Monday, September 17, 2007

Laura busted in men’ room, Bin Laden gets his kidney dialysis here, and other previously unreported news

The news that a former French news correspondent, Alex Debat, (that’s him at left) faked interviews for the pretigious French magazine Politique Internationale and may have done so as a consultant for ABC News brings joy to my heart. http://blogs.abcnews.com/theblotter/2007/09/pelosi-greenspa.html

If the “professional” journals are no more reliable than the blogsphere, why can’t we blogists fake a few interviews, too?

Below, my suggested submissions of major news stories, based on authentically faked interviews and genuinely made-up facts:

FIRST LADY ARRESTED IN AIRPORT MEN’S ROOM
Minneapolis: First lady Laura Bush was arrested for disorderly conduct today in a Men’s Room of the Minneapolis airport. Mrs. Bush denied the charges claiming that in the first place she wandered in by mistake thinking it was the ladies room, that in second place she was entrapped, and that in the third place the motions she was making only had to do with a practice run at applying her lipstick, and fourth, she thought that if she pled guilty to disorderly conduct and went home, the whole thing would go away.

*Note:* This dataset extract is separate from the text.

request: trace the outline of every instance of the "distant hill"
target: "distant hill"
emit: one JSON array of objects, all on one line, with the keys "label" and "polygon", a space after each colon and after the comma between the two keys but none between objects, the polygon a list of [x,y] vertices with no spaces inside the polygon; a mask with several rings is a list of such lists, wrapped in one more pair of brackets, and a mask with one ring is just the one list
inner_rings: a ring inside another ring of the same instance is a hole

Furthermore, she said, “I was only looking for George…”

OSAMA BIN LADEN GETS KIDNEY DIALYSIS AT WALTER REED ARMY HOSPITAL
Washington: In an exclusive interview, top terrorist Osama Bin Laden revealed today that he has been getting regular kidney dialysis treatments at Walter Reed Army Medical Center under the auspices of the CIA. The super-secret U.S. intelligence agency, he said, thinks his name is Hassan Ben Gladhand, and that he is an informant from Beirut. “During my last debriefing,” he said with a chuckle, “I told them I had definite information that Bin Laden was in Iraq running an Al Qaeda operation there, and also that they are definitely ‘winning’ the Iraqi war. The dummies bought it hookah, line and sinker…”

GEORGE BUSH PLANS TO DECLARE MARTIAL LAW IN THE U.S. AND REAPPOINT HIMSELF TO THE PRESIDENCY
Washington: Faced with continued gloomy news about public support for his Iraq policy, President George Bush today revealed that the nation “needs me too much” to replace him and that therefore he has called off the Presidential election, declared martial law, and named himself President for Life. “This is the only way we can continue our winning policy and war against terrorism,” he said in an exclusive interview.

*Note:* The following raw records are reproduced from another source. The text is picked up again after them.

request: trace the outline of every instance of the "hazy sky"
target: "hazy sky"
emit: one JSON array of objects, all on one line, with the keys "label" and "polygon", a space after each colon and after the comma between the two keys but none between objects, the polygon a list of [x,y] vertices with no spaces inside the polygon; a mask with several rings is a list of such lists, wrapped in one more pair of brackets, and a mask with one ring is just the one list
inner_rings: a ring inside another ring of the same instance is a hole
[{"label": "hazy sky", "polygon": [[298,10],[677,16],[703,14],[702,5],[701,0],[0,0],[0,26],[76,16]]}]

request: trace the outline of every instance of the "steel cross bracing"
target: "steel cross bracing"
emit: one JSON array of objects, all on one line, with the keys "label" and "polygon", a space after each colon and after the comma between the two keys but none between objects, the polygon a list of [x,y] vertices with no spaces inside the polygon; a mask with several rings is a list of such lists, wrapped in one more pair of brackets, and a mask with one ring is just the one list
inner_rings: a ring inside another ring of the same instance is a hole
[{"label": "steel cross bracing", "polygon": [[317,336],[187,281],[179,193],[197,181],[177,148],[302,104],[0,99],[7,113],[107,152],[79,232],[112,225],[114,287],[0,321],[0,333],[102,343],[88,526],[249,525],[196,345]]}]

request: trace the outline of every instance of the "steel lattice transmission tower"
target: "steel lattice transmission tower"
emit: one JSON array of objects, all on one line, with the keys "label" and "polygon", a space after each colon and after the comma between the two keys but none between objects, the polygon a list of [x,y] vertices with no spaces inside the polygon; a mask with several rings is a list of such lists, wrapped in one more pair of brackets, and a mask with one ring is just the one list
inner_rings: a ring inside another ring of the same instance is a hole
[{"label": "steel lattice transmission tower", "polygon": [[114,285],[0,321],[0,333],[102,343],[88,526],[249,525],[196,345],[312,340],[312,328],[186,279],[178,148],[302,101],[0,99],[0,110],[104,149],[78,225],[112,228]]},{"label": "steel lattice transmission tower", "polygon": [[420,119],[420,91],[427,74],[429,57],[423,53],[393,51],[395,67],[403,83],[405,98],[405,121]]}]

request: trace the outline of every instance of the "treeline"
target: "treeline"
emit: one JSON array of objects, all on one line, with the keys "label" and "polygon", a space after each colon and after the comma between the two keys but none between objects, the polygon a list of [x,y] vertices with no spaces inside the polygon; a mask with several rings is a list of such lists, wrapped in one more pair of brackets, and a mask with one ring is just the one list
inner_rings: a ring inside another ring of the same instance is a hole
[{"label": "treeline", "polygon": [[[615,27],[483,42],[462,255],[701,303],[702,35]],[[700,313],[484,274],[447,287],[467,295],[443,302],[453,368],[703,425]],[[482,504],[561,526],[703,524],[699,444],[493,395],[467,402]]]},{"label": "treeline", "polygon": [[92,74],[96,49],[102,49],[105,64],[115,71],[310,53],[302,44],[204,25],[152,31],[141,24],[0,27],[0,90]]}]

TANTRUM-THROWING RUDY GIULIANI DISCOVERS
A “VAST CONSPIRACY TO ELECT HILLARY” BUT NOW PLANS TO RUN AS A WOMAN
Complaining that his rival Hillary Clinton is “too pushy and taking all the attention away from me,” Former New York mayor and Republican presidential candidate Rudy Giuliani threw a temper tantrum in front of an interviewer, lay down on the floor and kicked, then held his breath until he turned red. Finally, he began to spit. "Hillary is part of a vast conspiracy to elect Hillary," Giuliani complained bitterly, "but if the electorate wants a woman, I'll run as a woman."

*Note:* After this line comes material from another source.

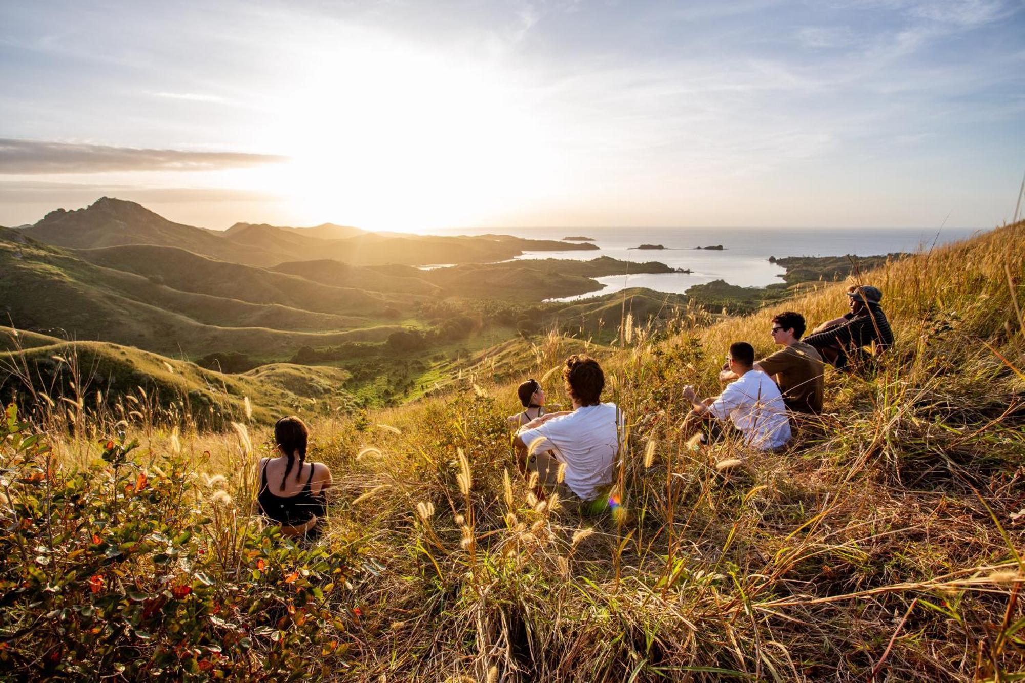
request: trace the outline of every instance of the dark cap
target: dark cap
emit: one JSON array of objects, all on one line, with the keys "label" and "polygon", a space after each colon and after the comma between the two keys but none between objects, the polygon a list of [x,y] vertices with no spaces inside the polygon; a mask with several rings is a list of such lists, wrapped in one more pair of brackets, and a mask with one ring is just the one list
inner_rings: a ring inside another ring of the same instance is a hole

FED UP WITH PRESS ATTENTION, CELEBS
DECLARE A GLOBAL NEWS BLACKOUT
New York: “We’re tired of tabloids, dumb headlines, false and misleading news about us, paparazzi and gossip,” a group of celebrities declared today. They included Tom Cruise, Brittney Spears, Brad Pitt, Angelina Jolie and others. The celebrities had set up a joint press conference to declare, “We will no longer cooperate with the press.”